In a small saucepan, combine the sauce ingredients. Bring to a boil over medium heat. Reduce to medium-low heat and cook until slightly thickened, about 3 – 5 minutes. Set aside.
In a medium pan over medium heat, add butter. Warm until almost melted. Add corn and saute until heat through. Add ½ the garlic and cook for another 2 minutes. Set aside.
In a medium bowl (that can fit in the skillet and leave 1-inch space around), fill with cooked rice and smooth the top. Set aside.
In a medium pan or cast iron skillet over medium-high heat, heat it until very hot, about 3 – 4 minutes. Lightly brush with a layer of vegetable oil. Add beef and cook until just a little pink left. Season lightly with salt. Add the rest of the garlic and saute for another minute. Move the beef toward the edge and leave the middle part of the skillet empty. Carefully turn the bowl of rice upside down into the empty spot on the skillet. Push down the top of the rice slightly to make a shallow dent. Add the corns and green onion. Sprinkle with generous amount of black pepper. Transfer the skillet to the dining table. Add desired amount of teriyaki sauce. Mix well with a big spoon. Serve immediately.
Notes
I like using Japanese medium-grain rice for this recipe. I like the bouncier texture of the rice. But any rice will work.

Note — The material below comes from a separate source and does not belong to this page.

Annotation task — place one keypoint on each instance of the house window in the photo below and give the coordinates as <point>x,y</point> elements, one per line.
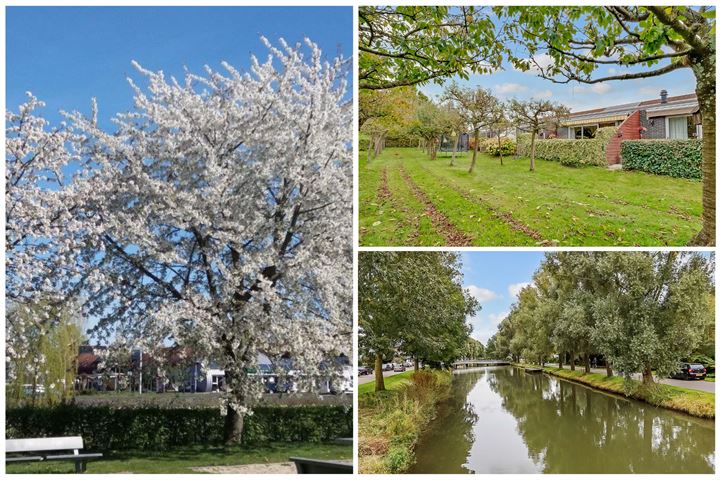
<point>680,128</point>
<point>584,132</point>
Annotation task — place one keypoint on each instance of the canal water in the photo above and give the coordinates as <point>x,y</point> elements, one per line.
<point>503,420</point>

You can get thinly sliced beef from Asian supermarkets, like Japanese, Chinese or Korean. They are all pre-sliced. If you can’t find pre-sliced ones, you can cut it yourself. Buy a rib eye steak. Freeze it for 1 hour or so. With a sharp knife, cut the beef across the grain into 1/8-inch slices or as thin as you can cut it.
Best to use freshly ground black pepper. It has a lot more flavors than pre-ground ones.
When adding teriyaki sauce, don’t add all at once! Add half the sauce, mix well and taste to try. Add more if needed.